Thesis of Taygun Kekec


Subject:
Learning Representations from 3D Data and Temporal Data

Defense date: 31/08/2017

Advisor: Christian Wolf

Summary:

The overall goal of this thesis on learning representations of 3D data and temporal data is to investigate innovative approaches based on computer vision techniques and machine learning, but also explore the use of multiple cues, in particular geometric cues and visual cues.
Hand-designed features such as SIFT and HOG underpin many successful object recognition approaches. However, these only capture low-level edge information and it has proven difficult to design features that effectively capture mid-level cues (e.g. edge intersections) or high-level representation (e.g. object parts).

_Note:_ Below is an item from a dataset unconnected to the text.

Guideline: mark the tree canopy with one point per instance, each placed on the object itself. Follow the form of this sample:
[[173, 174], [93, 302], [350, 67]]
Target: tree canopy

Recent developments in machine learning, known as Deep Learning, have shown how hierarchies of features can be learned in an unsupervised manner directly from data.
This thesis will start by studying how to learn features, rather than hand-craft them. It will then study several basic architectures, exploring how they learn features, and analysing how they can be stacked into hierarchies that can extract multiple layers of representation. The proposed PhD will tackle the problem of creating structured models for weakly structured data, e.g. video, where the application of traditional unstructured learning machines is unsuccessful. In particular, in the targeted situations, motion present in the data may be vehicles related motion, motion related to interactions between vehicles (relatively to traffic conditions) or irrelevant motion. In these cases, scene representation based on low level features alone is not efficient and context needs to be taken into account.
Given these requirements, the integration of various types of features at various levels seems a promising idea.